Arguably there are many biblical texts which present God or Christ as superintending every particular (Col. 1:17; Heb. 1:3).
However, God is not presented as standing in an equal relationship to all things.
We start with the sheep and the goats of Matthew 25:
‘Come, you who are blessed by my Father, inherit the kingdom prepared for you from the foundation of the world. …' (Matthew 25:34)
‘Depart from me, you cursed, into the eternal fire prepared for the devil and his angels.' (Matthew 25:41)
1) 'Come' vs 'Depart from me'. The prepositional phrase in the latter emphasizes separation.
2) 'you who are blessed by my Father' vs 'you cursed'
The agent is named only in the positive case.
This is one way the narratives connect blessing more closely with God than cursing.
The sheep are told to go to a good thing prepared for them; the goats are told to go to a bad thing prepared for others (the devil and his angels).
At one level there is perfect symmetry in 9:13 between God loving Jacob and hating Esau. However, we will see that perfect symmetry is not maintained.
“I will have mercy on whom I have mercy, and I will have compassion on whom I have compassion.”
Likewise 9:16 only the positive 'mercy'.
This clearly indicates that Pharaoh's fate is collateral (we can debate this word) to the divine intention of announcing his name. The bad effect on Pharaoh was not the intent.
9:22 then goes into a hypothetical scenario 'What if...'
In the 'What if ...' sentence God's intention was to show his anger / power, but some things gave him no pleasure.

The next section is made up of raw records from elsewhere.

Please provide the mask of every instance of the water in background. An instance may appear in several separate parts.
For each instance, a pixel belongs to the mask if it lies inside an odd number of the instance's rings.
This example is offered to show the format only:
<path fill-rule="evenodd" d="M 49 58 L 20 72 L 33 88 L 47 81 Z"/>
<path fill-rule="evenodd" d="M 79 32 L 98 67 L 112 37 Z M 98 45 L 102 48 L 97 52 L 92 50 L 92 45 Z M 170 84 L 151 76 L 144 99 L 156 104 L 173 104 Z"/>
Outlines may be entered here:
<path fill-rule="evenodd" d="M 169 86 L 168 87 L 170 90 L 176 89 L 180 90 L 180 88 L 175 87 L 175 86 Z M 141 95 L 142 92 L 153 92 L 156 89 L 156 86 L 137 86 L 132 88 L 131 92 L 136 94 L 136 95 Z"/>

Moreover, these were 'vessels of anger prepared for destruction'. The verb prepare could here be passive (as I take it, because of the contrast with the following verse).
Asymmetrical frequency
Immediate vs mediated actions
Active vs passive
Things God delights in vs things he tolerates / dislikes
Asymmetry of purpose
Explicitly pre-cosmic vs not explicitly pre-cosmic
Agent named vs agent not named
Divine presence vs absence
Different biblical authors may depict this asymmetry of purpose in different ways.
Biblical terms like 'elect' are only used positively. Sometimes theologians like to create parallels, but doing so can also upset the careful balance of biblical terms.